14 News Exclusive: U.S. Army Special Forces react to Lindh release

14 News Exclusive: U.S. Army Special Forces react to Lindh release
Updated: May. 23, 2019 at 5:40 PM CDT
Email This Link
Share on Pinterest
Share on LinkedIn

EVANSVILLE, Ind. (WFIE) - “I think it’s insane for an early release because John Walker Lindh, he trained to be a Jihadist,” says Dave Betz with U.S. Army Special Forces.

A 14 News Exclusive, an Evansville man, who helped capture Lindh, is outraged as the man known as the “American Taliban,” walked free from federal prison Thursday. Lindh walked out of the federal prison in Terre Haute after more than 17 years behind bars, three years early for good behavior.

We sat down with a U.S. Army Special Forces veteran who was instrumental in Lindh’s capture.

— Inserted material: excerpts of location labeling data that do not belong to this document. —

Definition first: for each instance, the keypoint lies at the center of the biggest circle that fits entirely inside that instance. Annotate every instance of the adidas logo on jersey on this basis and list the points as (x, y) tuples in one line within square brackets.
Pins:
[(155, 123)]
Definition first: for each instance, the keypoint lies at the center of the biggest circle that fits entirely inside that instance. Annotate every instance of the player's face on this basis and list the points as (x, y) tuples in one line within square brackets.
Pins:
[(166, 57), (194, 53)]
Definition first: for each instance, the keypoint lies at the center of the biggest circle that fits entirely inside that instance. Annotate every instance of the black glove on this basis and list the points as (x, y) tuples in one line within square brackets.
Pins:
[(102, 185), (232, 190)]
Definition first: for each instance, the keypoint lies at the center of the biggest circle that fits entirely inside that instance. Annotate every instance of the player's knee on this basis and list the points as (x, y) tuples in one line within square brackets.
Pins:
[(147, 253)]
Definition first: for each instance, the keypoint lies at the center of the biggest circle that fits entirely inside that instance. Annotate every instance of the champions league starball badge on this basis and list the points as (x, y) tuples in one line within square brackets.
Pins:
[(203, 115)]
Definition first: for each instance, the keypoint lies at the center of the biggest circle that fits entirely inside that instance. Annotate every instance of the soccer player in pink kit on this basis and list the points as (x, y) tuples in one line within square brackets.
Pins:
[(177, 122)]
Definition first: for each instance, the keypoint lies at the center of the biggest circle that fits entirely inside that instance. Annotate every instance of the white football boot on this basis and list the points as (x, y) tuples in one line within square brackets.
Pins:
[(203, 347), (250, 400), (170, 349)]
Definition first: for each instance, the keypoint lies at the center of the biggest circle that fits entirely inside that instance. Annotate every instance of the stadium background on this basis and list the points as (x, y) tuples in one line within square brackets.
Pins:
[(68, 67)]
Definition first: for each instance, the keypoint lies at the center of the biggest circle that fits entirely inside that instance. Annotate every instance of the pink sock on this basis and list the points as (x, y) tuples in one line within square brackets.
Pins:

Lindh was the first U.S. born detainee in the “War on Terrorism.” In 2002, he pleaded guilty to 10 charges including supplying services to the Taliban and carrying an explosive during the commission of a felony.

On Thursday, an Evansville man who served in that special forces unit that captured him tells us Lindh had fallen off his radar until learning the Jihadist would be set free.

“That says it all," Dave Bets explains. "I really don’t enjoy coming to places like this too much.”

A first look at the War Memorial on the Owensboro Riverfront brings back emotional memories for Betz of his years in the U.S. Army Special Forces. One mission in particular resonates.

In 2001, Betz’s Special Forces unit captured the California man on an Afghanistan battlefield.

Lindh tried to kill Betz and fellow Americans at the Battle of Qala-i-Jangi.

"He could have easily surrendered,” says Betz.

But he did not, and CIA officer Mike Spann became the first American killed in the War on Terror. Betz tells us he was the last to see Spann alive and made it his mission to bring his body home.

“That was my mission, and I failed my mission and ended up being severely wounded over it,” says Betz.

It is Spann’s family Betz feels the most compassion for as those he left behind are forced to relive his death. U.S. officials say Lindh, now 38 years old, could still be a potentially violent extremist.

“I just think they should just kind of slow down and do a little bit more investigating,” says Betz.

As for what is next for Lindh, he will be under strict probation terms for three years.

On Tuesday, Spann’s daughter Alison sent a letter to President Trump asking for Lindh’s early release to be stopped, writing that it feels like a slap in the face. She says Lindh is not a reformed prisoner following reports that he has continued to “advocate for global jihad.”